By now, many have already heard of our time in the limelight over Valentine's Day when Connor and I made it into the Baltimore Sun's local section. I now have a new respect for journalists and photo-journalists who have to extract quotable quotes from mumbling subjects in the field as well as keep an accurate account of names on a host of strangers in their pictures. And boy, can they be resourceful. Somehow, the reporter tracked me down from my blog, of all places, and emailed me some last second questions to clarify her statements in the article, including the fact that Connor has a different last name from me. Luckily, she made it under the deadline for printing and it was all good. I'll include my favorite excerpts from Laura Shovan's article below (i.e. the "important" quotes from yours truly).
Connor Shin can't wait to celebrate the Chinese New Year with his family Sunday. The first-grader, who attends Hollifield Station Elementary School in Ellicott City, will watch a dragon dance and have a traditional meal at a restaurant in Gaithersburg.
But Connor got an early jump on the new year - the Year of the Pig - last week when he participated in the Miller branch library's Chinese New Year event. The children's story time was part of Cultural Connections, a library outreach program targeting Howard County's ethnic communities. Lew Belfont, Howard County Library's head of customer services, said, "A significant population that is served by the Miller library [is] Chinese and Korean." Belfont and information services librarian Fritzi Newton applied for a grant from the Maryland State Department of Education. The Howard County Library received two Library Services and Technology Act grants totaling $50,000.
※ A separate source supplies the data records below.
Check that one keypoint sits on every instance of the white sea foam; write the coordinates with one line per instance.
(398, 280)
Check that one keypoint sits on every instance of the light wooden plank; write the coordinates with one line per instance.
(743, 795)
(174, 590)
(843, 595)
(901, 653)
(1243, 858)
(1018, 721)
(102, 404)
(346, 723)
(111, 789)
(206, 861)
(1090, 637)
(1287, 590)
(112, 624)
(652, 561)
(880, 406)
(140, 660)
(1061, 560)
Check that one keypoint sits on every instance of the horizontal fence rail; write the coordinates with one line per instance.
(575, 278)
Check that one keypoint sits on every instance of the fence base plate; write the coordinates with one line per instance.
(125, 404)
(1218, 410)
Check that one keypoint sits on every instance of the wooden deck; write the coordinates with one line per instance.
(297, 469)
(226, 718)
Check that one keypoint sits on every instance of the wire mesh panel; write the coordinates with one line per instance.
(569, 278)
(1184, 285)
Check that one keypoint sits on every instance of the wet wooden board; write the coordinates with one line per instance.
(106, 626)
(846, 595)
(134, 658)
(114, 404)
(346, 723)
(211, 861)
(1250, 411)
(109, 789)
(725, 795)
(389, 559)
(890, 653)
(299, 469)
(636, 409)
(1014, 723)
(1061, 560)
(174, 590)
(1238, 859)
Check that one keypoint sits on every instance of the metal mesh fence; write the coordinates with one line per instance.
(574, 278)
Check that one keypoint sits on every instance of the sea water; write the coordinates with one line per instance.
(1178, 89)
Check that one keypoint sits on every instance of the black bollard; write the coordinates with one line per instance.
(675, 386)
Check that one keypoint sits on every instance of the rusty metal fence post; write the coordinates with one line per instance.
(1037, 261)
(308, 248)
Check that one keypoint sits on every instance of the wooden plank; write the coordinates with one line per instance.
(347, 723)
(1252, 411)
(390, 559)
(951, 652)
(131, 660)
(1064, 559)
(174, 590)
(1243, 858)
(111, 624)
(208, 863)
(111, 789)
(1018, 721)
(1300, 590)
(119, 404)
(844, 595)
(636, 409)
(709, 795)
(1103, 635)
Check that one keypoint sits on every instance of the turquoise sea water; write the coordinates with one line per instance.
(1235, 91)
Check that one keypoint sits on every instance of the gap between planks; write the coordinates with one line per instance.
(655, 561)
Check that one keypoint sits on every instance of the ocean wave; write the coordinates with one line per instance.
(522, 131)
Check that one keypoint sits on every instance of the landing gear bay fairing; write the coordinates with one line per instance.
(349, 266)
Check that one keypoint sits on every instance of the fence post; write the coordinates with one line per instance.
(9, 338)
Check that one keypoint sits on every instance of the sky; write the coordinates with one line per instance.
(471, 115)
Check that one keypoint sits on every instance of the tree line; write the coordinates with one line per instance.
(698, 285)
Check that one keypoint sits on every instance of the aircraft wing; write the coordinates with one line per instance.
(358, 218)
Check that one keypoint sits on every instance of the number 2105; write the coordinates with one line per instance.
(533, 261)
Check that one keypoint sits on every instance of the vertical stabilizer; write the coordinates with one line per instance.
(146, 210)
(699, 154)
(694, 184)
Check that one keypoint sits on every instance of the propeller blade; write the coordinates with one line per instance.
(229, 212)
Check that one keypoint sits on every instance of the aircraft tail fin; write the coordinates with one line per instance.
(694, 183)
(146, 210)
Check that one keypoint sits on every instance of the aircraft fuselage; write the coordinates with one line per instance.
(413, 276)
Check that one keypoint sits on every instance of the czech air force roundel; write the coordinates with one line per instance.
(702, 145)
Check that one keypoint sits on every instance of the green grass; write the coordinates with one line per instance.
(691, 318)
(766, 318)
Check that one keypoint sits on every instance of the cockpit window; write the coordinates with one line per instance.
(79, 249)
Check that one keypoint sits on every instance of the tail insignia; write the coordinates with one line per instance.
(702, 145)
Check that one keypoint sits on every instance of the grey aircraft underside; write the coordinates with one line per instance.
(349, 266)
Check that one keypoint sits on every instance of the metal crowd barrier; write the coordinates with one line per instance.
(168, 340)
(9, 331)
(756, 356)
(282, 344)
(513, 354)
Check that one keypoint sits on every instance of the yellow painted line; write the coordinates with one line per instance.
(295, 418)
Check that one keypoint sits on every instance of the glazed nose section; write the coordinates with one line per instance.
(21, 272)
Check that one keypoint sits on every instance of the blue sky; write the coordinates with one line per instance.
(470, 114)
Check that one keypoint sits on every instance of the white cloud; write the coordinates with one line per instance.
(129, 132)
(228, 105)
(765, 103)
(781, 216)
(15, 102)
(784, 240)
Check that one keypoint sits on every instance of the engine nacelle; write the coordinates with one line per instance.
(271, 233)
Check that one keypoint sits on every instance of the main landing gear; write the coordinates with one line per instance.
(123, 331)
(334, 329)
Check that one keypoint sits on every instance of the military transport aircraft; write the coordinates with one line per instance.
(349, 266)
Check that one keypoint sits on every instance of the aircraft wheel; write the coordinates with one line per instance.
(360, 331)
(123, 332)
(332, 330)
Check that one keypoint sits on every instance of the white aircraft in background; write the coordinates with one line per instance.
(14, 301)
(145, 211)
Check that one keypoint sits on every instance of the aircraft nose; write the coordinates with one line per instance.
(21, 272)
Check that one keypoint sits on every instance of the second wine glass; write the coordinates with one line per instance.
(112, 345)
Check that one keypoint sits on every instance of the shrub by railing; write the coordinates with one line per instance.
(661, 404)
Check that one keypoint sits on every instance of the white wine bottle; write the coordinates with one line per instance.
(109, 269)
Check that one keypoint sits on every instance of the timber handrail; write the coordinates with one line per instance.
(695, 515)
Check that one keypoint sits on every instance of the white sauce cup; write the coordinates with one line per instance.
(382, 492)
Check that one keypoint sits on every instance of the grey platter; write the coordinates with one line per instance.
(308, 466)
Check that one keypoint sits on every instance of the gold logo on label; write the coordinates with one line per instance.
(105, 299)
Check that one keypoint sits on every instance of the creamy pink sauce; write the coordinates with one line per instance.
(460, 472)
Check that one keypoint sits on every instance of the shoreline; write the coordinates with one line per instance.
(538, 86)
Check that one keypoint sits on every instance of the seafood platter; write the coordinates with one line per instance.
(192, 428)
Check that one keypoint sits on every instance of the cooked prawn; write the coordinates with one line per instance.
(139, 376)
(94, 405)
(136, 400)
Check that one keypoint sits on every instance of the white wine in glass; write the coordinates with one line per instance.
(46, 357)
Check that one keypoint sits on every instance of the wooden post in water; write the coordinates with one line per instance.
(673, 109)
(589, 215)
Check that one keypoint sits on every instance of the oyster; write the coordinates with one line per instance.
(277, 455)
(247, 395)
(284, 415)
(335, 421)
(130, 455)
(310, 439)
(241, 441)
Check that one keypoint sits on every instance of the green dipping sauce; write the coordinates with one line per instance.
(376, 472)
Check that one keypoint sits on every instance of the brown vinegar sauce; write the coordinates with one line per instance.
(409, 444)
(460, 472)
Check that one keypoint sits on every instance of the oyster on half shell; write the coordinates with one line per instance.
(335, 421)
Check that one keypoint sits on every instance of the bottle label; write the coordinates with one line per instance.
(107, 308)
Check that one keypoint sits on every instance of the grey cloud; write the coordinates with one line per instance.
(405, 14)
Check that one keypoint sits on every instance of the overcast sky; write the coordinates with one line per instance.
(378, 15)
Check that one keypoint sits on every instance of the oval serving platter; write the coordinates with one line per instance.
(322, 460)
The Miller branch used the first Cultural Connections grant to advertise in Korean and Chinese newspapers, buy Korean and Chinese materials and hire two cultural liaisons. The second grant is being used at the east Columbia library, where it will serve the Hispanic population.
"The people who are interested are not just Chinese and Korean," said Tricia Ting, Connor's mother. "It's a nice way to bring the community together," and teach other children about Asian culture, she said.